Scale SERP experienced a minor incident on July 15, 2020 affecting API, lasting 3h 35m. The incident has been resolved; the full update timeline is below.
Affected components
Update timeline
- identified Jul 15, 2020, 06:30 AM UTC
We are working with our hosting partners to mitigate the effects of a DDOS attack on our infrastructure that started at 5.30am UTC. Service is now being restored. API endpoints are responding with increased latency at this time.
- monitoring Jul 15, 2020, 07:00 AM UTC
DDOS mitigation is ongoing. We continue to monitor the situation. API responses and Batches will process at a slower rate.
- monitoring Jul 15, 2020, 08:36 AM UTC
The platform is processing the Batch backlog generated during the incident (Batches are automatically paused during an incident and resume afterwards). We anticipate the backlog will be processed by 9:00 UTC. The real-time endpoints are functioning but with increased latency. We will post a post-mortem of the incident later today.
- monitoring Jul 15, 2020, 09:21 AM UTC
The Batch backlog has now been processed. Real-time endpoints should return to normal levels of latency in the next 45 minutes. For customers using the skip_on_incident request parameter requests will continue to gracefully fail until the incident is closed.
- monitoring Jul 15, 2020, 09:38 AM UTC
We continue to monitor for further issues having mitigated the effects of the earlier DDOS attack. We will post a root-cause analysis after the incident has closed.

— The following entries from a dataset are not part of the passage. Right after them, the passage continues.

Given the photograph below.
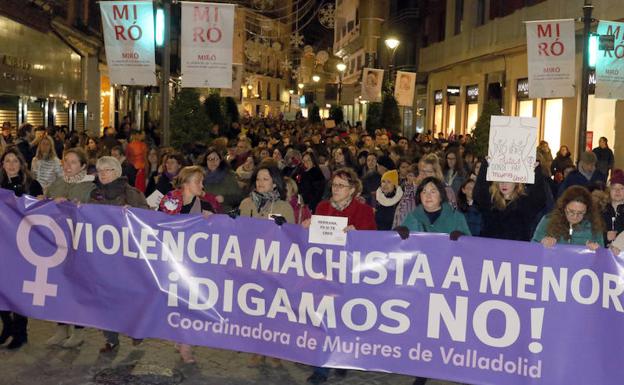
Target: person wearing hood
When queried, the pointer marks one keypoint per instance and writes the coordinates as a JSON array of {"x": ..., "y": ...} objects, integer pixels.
[
  {"x": 75, "y": 185},
  {"x": 387, "y": 198}
]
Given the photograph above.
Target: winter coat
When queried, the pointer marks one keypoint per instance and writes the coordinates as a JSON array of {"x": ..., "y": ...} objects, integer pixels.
[
  {"x": 118, "y": 193},
  {"x": 312, "y": 186},
  {"x": 80, "y": 191},
  {"x": 515, "y": 221},
  {"x": 225, "y": 185},
  {"x": 449, "y": 220},
  {"x": 575, "y": 178},
  {"x": 359, "y": 214},
  {"x": 279, "y": 207},
  {"x": 580, "y": 235}
]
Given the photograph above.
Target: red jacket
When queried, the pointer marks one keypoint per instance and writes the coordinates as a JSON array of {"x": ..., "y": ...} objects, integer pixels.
[{"x": 360, "y": 215}]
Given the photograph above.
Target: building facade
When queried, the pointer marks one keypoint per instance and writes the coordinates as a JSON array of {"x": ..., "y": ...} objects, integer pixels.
[{"x": 477, "y": 50}]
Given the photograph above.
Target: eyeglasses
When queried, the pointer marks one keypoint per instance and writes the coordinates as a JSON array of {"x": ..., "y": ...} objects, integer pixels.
[
  {"x": 339, "y": 186},
  {"x": 577, "y": 214}
]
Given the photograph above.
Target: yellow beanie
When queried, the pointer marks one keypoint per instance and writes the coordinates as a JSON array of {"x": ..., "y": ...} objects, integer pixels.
[{"x": 392, "y": 176}]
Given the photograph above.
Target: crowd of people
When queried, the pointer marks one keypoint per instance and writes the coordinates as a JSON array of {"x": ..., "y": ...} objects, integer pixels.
[{"x": 288, "y": 170}]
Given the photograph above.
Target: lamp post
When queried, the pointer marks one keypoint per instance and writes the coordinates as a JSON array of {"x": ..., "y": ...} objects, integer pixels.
[
  {"x": 392, "y": 44},
  {"x": 341, "y": 67}
]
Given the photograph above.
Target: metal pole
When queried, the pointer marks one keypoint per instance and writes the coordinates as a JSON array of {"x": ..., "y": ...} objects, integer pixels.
[
  {"x": 166, "y": 69},
  {"x": 587, "y": 19}
]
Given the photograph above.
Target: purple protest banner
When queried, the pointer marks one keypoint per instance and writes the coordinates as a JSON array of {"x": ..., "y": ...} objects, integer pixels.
[{"x": 475, "y": 310}]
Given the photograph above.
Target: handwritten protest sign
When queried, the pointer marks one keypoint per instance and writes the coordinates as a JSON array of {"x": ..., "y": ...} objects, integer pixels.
[
  {"x": 328, "y": 230},
  {"x": 512, "y": 146}
]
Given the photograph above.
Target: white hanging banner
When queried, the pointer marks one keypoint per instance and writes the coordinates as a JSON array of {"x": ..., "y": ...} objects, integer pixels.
[
  {"x": 372, "y": 79},
  {"x": 511, "y": 149},
  {"x": 404, "y": 88},
  {"x": 610, "y": 63},
  {"x": 207, "y": 40},
  {"x": 550, "y": 50},
  {"x": 129, "y": 38}
]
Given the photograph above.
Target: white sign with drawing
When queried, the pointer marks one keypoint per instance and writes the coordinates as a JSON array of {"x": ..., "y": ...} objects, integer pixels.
[
  {"x": 328, "y": 230},
  {"x": 512, "y": 147}
]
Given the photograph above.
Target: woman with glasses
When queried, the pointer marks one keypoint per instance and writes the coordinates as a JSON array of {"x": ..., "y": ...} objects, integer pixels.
[
  {"x": 575, "y": 220},
  {"x": 220, "y": 181}
]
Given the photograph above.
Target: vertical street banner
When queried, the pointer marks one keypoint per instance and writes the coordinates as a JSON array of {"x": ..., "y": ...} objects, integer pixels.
[
  {"x": 511, "y": 149},
  {"x": 237, "y": 81},
  {"x": 404, "y": 88},
  {"x": 610, "y": 63},
  {"x": 207, "y": 40},
  {"x": 129, "y": 39},
  {"x": 550, "y": 50},
  {"x": 372, "y": 80}
]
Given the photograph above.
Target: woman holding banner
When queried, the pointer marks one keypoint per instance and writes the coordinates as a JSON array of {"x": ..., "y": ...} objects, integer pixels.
[
  {"x": 575, "y": 220},
  {"x": 187, "y": 198},
  {"x": 15, "y": 176},
  {"x": 76, "y": 186},
  {"x": 509, "y": 211}
]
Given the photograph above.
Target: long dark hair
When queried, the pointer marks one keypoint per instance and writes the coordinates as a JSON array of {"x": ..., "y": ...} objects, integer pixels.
[{"x": 26, "y": 176}]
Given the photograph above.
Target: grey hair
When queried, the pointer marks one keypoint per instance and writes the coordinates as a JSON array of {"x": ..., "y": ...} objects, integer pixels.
[{"x": 109, "y": 162}]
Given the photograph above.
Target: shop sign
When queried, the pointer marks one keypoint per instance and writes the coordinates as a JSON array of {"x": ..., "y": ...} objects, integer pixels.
[
  {"x": 472, "y": 94},
  {"x": 522, "y": 89},
  {"x": 438, "y": 97},
  {"x": 551, "y": 58}
]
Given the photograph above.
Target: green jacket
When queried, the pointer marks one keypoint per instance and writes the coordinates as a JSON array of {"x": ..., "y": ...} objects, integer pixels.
[
  {"x": 580, "y": 235},
  {"x": 80, "y": 191},
  {"x": 449, "y": 220}
]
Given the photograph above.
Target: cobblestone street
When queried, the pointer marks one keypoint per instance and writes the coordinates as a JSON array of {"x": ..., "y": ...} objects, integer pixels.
[{"x": 152, "y": 362}]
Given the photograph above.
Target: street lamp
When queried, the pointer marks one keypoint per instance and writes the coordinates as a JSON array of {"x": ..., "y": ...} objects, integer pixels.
[
  {"x": 341, "y": 67},
  {"x": 392, "y": 44}
]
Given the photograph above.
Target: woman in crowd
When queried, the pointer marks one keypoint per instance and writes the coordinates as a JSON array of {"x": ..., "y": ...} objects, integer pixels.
[
  {"x": 574, "y": 220},
  {"x": 433, "y": 213},
  {"x": 562, "y": 161},
  {"x": 300, "y": 209},
  {"x": 113, "y": 189},
  {"x": 508, "y": 211},
  {"x": 164, "y": 181},
  {"x": 187, "y": 198},
  {"x": 453, "y": 170},
  {"x": 467, "y": 206},
  {"x": 221, "y": 181},
  {"x": 15, "y": 177},
  {"x": 75, "y": 185},
  {"x": 387, "y": 198},
  {"x": 46, "y": 166},
  {"x": 312, "y": 182},
  {"x": 345, "y": 188},
  {"x": 613, "y": 213},
  {"x": 268, "y": 195}
]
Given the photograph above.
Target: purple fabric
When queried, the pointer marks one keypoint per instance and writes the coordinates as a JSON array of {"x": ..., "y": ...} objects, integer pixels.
[{"x": 388, "y": 321}]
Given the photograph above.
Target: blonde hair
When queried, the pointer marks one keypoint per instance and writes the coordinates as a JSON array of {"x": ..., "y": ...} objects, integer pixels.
[
  {"x": 499, "y": 200},
  {"x": 186, "y": 174}
]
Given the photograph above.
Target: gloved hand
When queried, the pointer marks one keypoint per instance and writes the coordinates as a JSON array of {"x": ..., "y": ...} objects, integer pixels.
[{"x": 403, "y": 231}]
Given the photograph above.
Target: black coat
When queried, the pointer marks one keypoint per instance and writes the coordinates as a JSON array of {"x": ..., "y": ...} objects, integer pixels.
[
  {"x": 312, "y": 186},
  {"x": 516, "y": 220}
]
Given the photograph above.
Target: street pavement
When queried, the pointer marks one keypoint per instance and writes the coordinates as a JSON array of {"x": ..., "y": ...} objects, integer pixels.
[{"x": 154, "y": 362}]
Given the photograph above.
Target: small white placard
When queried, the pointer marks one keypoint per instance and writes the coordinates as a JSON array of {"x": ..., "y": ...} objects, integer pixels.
[
  {"x": 154, "y": 199},
  {"x": 512, "y": 149},
  {"x": 328, "y": 230}
]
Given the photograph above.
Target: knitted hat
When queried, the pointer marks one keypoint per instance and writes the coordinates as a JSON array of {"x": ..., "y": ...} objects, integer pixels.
[
  {"x": 392, "y": 176},
  {"x": 386, "y": 162},
  {"x": 617, "y": 176}
]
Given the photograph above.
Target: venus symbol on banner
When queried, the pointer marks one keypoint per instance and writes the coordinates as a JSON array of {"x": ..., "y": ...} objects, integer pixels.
[{"x": 40, "y": 288}]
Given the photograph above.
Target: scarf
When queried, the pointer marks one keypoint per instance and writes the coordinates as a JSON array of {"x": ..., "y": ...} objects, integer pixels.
[
  {"x": 260, "y": 200},
  {"x": 391, "y": 199},
  {"x": 214, "y": 177},
  {"x": 76, "y": 178},
  {"x": 340, "y": 207}
]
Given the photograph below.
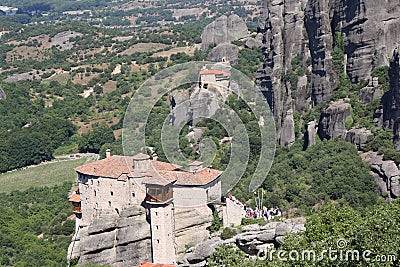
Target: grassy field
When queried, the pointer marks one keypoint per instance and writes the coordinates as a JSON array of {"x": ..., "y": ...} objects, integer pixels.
[{"x": 50, "y": 174}]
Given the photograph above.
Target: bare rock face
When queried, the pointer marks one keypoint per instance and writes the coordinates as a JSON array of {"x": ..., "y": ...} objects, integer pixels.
[
  {"x": 386, "y": 174},
  {"x": 319, "y": 31},
  {"x": 2, "y": 94},
  {"x": 311, "y": 133},
  {"x": 371, "y": 30},
  {"x": 114, "y": 239},
  {"x": 333, "y": 121},
  {"x": 224, "y": 30},
  {"x": 391, "y": 100},
  {"x": 191, "y": 226},
  {"x": 287, "y": 136},
  {"x": 225, "y": 52},
  {"x": 358, "y": 137},
  {"x": 253, "y": 240},
  {"x": 282, "y": 28},
  {"x": 371, "y": 92},
  {"x": 305, "y": 31}
]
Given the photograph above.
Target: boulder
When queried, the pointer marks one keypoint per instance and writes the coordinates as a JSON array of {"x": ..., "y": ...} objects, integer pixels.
[
  {"x": 204, "y": 250},
  {"x": 358, "y": 137},
  {"x": 332, "y": 123},
  {"x": 311, "y": 133}
]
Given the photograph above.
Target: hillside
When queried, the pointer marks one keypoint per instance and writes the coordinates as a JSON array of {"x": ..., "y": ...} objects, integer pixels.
[{"x": 329, "y": 71}]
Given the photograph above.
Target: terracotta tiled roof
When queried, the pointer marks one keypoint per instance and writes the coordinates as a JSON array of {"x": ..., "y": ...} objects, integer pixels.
[
  {"x": 214, "y": 72},
  {"x": 75, "y": 198},
  {"x": 201, "y": 177},
  {"x": 162, "y": 173},
  {"x": 116, "y": 166}
]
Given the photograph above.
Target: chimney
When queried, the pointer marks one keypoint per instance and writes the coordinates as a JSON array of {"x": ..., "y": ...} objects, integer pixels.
[{"x": 141, "y": 162}]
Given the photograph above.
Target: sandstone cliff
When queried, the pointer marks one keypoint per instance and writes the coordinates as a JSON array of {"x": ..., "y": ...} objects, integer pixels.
[
  {"x": 224, "y": 30},
  {"x": 297, "y": 41},
  {"x": 391, "y": 100},
  {"x": 114, "y": 239}
]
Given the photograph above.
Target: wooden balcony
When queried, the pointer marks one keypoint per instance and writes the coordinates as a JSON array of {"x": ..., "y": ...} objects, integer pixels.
[{"x": 158, "y": 195}]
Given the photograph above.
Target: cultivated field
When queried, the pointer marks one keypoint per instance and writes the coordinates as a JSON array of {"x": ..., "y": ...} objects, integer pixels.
[{"x": 49, "y": 174}]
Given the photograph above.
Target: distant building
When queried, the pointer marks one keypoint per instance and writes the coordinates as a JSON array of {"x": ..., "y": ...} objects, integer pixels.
[
  {"x": 117, "y": 182},
  {"x": 8, "y": 10}
]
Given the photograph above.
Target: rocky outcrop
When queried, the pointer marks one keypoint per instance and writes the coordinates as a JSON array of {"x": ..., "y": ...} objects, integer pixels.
[
  {"x": 252, "y": 240},
  {"x": 332, "y": 123},
  {"x": 311, "y": 134},
  {"x": 305, "y": 31},
  {"x": 358, "y": 137},
  {"x": 318, "y": 24},
  {"x": 2, "y": 94},
  {"x": 371, "y": 30},
  {"x": 224, "y": 30},
  {"x": 114, "y": 239},
  {"x": 225, "y": 52},
  {"x": 386, "y": 174},
  {"x": 191, "y": 226},
  {"x": 391, "y": 100},
  {"x": 282, "y": 27}
]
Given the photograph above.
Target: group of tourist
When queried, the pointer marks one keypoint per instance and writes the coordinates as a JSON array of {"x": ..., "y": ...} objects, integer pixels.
[{"x": 264, "y": 212}]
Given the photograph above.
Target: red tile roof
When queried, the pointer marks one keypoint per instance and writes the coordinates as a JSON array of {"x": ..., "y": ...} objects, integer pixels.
[
  {"x": 162, "y": 173},
  {"x": 149, "y": 264},
  {"x": 214, "y": 72},
  {"x": 75, "y": 198}
]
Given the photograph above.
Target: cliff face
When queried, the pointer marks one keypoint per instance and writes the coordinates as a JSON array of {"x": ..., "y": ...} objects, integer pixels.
[
  {"x": 282, "y": 29},
  {"x": 297, "y": 38},
  {"x": 391, "y": 100},
  {"x": 114, "y": 239}
]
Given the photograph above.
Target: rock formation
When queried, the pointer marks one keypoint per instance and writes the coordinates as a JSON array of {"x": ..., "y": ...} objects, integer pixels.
[
  {"x": 391, "y": 100},
  {"x": 225, "y": 52},
  {"x": 282, "y": 27},
  {"x": 358, "y": 137},
  {"x": 386, "y": 174},
  {"x": 224, "y": 30},
  {"x": 311, "y": 134},
  {"x": 2, "y": 94},
  {"x": 332, "y": 123},
  {"x": 114, "y": 239},
  {"x": 191, "y": 226},
  {"x": 252, "y": 239},
  {"x": 303, "y": 32},
  {"x": 371, "y": 92}
]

- resolved Jul 15, 2020, 10:06 AM UTC
This incident has been resolved.
- postmortem Jul 15, 2020, 10:06 AM UTC
We apologise for the interruption to service due to the DDOS attack earlier today. At c0530 UTC we were alerted via our DNS provider \(CloudFlare\) to a DDOS attack targeting our primary internet facing API endpoints. The attack peaked at over 65GB/s. We employ anti-DDOS measures on all internet-facing endpoints and these measures have been successful at defeating previous DDOS attacks however today’s incident involved the use of a customer APIKey that has been compromised \(i.e. was in the possession of the attacker\). The customer has since confirmed they were the subject of a hacking incident several days ago and this is likely how the attacker came to be in possession of their API key. Our anti-DDOS measures were less restrictive when faced with an authenticated request \(i.e. a request from a valid customer API key\). Due to the volume of traffic being received the services responsible for authenticating a customer API Keys \(authenticating and decrementing credits\) could not scale quickly enough and became overwhelmed. This resulted in slow responses from the API and timeouts. At c0700 UTC the affected API key was isolated and blocks put in place. During the time of the DDOS attack a significant backlog of Batches has built up. The platform resumed processing these and this was complete by c0930 UTC. We provisioned more resource to accommodate this load. During this time the real-time endpoints were serviced via a failover system and continued to experience longer response times. At c0930 the backlog had been processed and migration from the failover system to the live system was initiated on the real-time endpoints. To mitigate against a future recurrence we are implementing the following: 1. An option on the Dashboard to allow you to regenerate your API key in the event that it has been compromised \(in the meantime this can be requested via our support channels\). 2. Most robust anti-DDOS protections for authenticated requests and significantly more aggressive rate-limiting for suspected API key abuse. Once again we sincerely apologise for the disruption during this incident.